Our geopolitical and diplomatic posture certainly seems diminished. And I don’t think there’s any question that our military capacity has been reduced, both in the concrete sense of the grinding down of preparedness that has taken place in Iraq and also in the way that the limits of our military power has been displayed in that disastrous endeavor. Perhaps most of all though, I wonder about what we have allowed to happen to our national character.

Over the weekend I read one of the many ‘why haven’t we been hit again’ articles. One I read, after disposing of many of the standard possible answers, proposed the following answer to the question: the reason we have not been hit again on our own soil after five long years is simply a sign of al Qaida’s patience. They’ll hit us at a time and place of their choosing.

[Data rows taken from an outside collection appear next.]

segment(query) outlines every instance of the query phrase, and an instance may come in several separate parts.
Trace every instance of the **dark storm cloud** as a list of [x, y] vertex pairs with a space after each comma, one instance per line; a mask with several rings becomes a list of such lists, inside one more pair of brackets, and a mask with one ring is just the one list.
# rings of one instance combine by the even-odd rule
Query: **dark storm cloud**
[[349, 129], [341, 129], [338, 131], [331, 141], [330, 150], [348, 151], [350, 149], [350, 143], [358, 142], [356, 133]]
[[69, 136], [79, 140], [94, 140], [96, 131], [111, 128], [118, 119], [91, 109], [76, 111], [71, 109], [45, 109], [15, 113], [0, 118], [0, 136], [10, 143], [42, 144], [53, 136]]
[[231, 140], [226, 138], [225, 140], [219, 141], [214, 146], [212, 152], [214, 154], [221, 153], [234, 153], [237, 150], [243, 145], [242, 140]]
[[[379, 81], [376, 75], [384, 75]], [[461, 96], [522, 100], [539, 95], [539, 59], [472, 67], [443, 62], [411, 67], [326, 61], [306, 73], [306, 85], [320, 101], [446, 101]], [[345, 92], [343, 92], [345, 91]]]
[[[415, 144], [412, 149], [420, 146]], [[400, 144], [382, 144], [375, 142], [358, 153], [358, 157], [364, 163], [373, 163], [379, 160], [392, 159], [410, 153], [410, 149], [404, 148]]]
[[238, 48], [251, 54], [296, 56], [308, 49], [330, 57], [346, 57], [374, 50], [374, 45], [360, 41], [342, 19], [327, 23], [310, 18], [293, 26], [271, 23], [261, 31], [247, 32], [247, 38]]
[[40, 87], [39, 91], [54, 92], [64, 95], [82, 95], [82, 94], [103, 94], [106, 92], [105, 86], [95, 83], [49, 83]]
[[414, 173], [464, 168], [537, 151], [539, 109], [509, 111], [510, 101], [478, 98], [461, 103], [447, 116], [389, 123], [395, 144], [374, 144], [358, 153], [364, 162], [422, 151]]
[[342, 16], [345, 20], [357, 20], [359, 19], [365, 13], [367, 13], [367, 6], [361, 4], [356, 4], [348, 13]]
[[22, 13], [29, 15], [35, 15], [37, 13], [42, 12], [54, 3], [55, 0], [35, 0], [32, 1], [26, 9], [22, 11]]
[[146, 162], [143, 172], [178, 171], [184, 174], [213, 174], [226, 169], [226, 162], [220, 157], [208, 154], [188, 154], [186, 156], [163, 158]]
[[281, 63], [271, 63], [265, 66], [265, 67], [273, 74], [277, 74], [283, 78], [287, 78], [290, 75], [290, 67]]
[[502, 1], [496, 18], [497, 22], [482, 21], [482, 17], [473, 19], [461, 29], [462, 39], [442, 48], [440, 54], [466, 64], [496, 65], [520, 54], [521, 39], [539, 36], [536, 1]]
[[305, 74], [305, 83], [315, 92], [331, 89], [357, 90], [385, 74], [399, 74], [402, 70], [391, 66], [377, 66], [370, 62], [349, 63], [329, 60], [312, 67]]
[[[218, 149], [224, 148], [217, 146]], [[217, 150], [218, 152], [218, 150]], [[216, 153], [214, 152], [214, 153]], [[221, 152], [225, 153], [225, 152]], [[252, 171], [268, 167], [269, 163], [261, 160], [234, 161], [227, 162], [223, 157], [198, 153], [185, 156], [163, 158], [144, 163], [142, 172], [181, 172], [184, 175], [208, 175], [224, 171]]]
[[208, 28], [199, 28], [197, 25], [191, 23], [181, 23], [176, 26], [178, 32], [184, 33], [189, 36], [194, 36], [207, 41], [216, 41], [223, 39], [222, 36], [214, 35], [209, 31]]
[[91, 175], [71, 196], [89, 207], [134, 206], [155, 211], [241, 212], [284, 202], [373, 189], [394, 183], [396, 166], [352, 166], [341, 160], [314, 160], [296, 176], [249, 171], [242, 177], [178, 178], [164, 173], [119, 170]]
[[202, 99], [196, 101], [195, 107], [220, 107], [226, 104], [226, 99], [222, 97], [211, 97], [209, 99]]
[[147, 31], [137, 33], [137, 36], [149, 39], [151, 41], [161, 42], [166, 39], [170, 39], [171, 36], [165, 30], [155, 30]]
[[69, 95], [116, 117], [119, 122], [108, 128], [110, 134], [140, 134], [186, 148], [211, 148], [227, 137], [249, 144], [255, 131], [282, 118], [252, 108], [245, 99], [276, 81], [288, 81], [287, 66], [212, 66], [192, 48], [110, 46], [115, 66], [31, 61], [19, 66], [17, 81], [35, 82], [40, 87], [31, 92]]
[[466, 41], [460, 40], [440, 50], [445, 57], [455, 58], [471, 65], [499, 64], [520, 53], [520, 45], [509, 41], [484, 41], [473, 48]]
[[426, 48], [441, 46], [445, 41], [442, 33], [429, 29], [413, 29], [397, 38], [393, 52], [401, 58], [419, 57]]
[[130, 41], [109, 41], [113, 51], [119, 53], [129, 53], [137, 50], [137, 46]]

That was just one article. And, like you, I’m dependent on the terrorism ‘experts’ for the specifics I fit into my estimations. But that sounds to me like the thinking of a country that has become addicted to fear and feelings of powerlessness. Or, perhaps better to say, one that sometimes seems caught in a vicious cycle of unrealistic feelings of powerlessness and self-defeating exertions of power.

Perhaps you’re thinking this is too downcast a post for this unique day. And I don’t want it to be. I see this city and its vitality. I see a country finally emerging from some of the greatest injuries of that day. And I see this country’s resilience, the resilience of what it stands for and its enduring values.

But what seems to me to be one of the greatest injuries of that day is the way we now sometimes seem to mistake optimism for pessimism and vice versa. Persistent fear and retreat from our own ideals and power isn’t optimism. It is the deepest and most pernicious form of self-doubt. Yes, something terrible and unthinkable could happen tomorrow. But none of us has more than a probable claim to life from one day to the next. And as a country we are neither weak nor threatened. With apologies for a perhaps over-used line, I can’t help thinking of Franklin Roosevelt’s “firm belief that the only thing we have to fear is fear itself—nameless, unreasoning, unjustified terror which paralyzes needed efforts to convert retreat into advance.”

Doesn’t it have an uncanny claim on this moment?

So my regret for today is that the way that al Qaida has gamed us into doing great damage to ourselves. And my feeling of optimism is the sense that tide may at last be turning.